Cuesta arriba le quedará desde hoy, cuando el Consejo de Política Criminal abre debate sobre la iniciativa del ministerio enderezada a la despenalización amplia del aborto, más allá del terapéutico, consagrado ya. La restricción del aborto –argumenta la ministra Ruth Stella Correa- aumenta los casos de riesgo. Se trata de evitar el aborto clandestino y de asegurar los derechos de la mujer. 400.412 procedimientos se practican en Colombia cada año, la mayoría ilegales y de alto riesgo. Y concluye: en vez de perseguir a las mujeres que abortan, hay que masificar las campañas de prevención y educación sexual, servicios gratuitos de salud y asesoría en planificación.
Si, no todo va en despenalizar el aborto, medida dolorosa que la mujer adopta como solución extrema a un embarazo no deseado o peligroso. Mucho depende de la prevención del embarazo, sobre todo del adolescente, que es tragedia; porque afianza el círculo de la pobreza, frustra la educación, las oportunidades y la movilidad social de la joven. El sacerdote Carlos Novoa reafirma que a aquél contribuyen también la violencia intrafamiliar y la precaria o nula educación sexual. En acontecimiento notable, cientos de jovencitas presentan esta semana al Gobierno sus propuestas para prevenir el embarazo adolescente. Con apoyo de Naciones Unidas y del Gobierno nacional, del evento se esperan remedios a un drama que afecta a una de cada cinco niñas entre los 15 y 19 años de edad. Está visto que el riesgo disminuye con educación – en particular sobre vida sexual y reproductiva-, con servicios de salud universales y amables, con un abanico desplegado de formación y oportunidades de vida. Más vale prevenir que reprimir.

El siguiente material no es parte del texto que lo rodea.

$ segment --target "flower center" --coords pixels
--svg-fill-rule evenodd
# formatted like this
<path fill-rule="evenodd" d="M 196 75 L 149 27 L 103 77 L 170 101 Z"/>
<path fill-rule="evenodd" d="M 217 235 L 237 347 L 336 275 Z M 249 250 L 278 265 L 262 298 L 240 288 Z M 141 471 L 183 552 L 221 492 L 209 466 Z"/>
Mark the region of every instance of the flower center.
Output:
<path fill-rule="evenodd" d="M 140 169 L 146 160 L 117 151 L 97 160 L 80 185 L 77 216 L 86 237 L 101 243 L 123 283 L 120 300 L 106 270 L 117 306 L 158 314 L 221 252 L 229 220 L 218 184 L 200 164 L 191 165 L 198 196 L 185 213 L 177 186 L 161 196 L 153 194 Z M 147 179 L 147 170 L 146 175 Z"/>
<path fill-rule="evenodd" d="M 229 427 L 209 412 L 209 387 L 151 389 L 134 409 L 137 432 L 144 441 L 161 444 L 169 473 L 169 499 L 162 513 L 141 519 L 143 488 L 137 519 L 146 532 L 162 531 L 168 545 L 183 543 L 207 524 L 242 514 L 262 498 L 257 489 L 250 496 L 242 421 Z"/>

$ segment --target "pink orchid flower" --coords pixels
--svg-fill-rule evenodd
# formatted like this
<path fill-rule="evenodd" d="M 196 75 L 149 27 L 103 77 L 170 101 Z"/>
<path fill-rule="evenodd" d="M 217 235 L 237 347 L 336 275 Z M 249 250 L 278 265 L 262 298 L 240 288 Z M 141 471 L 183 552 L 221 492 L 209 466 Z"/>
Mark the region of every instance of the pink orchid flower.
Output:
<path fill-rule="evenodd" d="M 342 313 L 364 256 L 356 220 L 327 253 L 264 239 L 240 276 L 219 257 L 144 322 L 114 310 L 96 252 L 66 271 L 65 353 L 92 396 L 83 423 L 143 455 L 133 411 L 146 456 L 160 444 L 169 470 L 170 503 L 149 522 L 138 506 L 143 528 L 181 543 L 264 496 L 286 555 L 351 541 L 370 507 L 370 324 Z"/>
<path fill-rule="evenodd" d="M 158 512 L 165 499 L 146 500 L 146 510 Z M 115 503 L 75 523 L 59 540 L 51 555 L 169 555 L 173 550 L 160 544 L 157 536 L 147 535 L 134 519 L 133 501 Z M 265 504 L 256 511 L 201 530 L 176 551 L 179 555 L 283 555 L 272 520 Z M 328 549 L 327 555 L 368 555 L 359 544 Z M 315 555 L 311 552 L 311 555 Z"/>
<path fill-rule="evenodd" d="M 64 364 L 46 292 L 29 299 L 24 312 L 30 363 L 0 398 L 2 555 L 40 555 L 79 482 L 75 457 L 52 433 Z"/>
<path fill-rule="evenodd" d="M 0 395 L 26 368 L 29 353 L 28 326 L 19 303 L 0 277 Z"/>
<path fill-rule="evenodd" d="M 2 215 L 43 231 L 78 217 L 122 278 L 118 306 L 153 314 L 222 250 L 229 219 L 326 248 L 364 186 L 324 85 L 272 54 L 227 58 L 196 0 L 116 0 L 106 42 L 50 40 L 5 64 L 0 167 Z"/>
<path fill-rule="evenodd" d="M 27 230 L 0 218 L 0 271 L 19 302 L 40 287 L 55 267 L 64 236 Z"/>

Si el ex jefe conservador José Darío Salazar declaró patético que la propuesta del ministerio es “el crimen más cobarde de todos”, para el jurista Eduardo Cifuentes la despenalización amplia del aborto es “absolutamente necesaria, (una) opción de libertad y de respeto por los derechos reproductivos de la mujer”. Y Sonia Gómez escribe en El Tiempo: abortar no riñe con la vida, es afirmar que la vida de la mujer está por encima de cualquier funcionario o credo religioso.
La iniciativa promete una revolución de sentido común en esta pobre Colombia estrangulada por exaltados que la devuelven periódicamente a la Colonia, al gobierno de la mitra, mientras el Estado de Derecho es pan comido en el mundo. Como el debate no atañe a la moral religiosa sino a los derechos civiles, no podrá dirimirse entre Dios y Lucifer, sino entre Estado laico y teocracia. Así nuestros rosaditos querubines del Congreso, monaguillos del procurador, se presten para horadar la ciudadanía de la mujer y para quemarla en la pira medieval. Por bruja.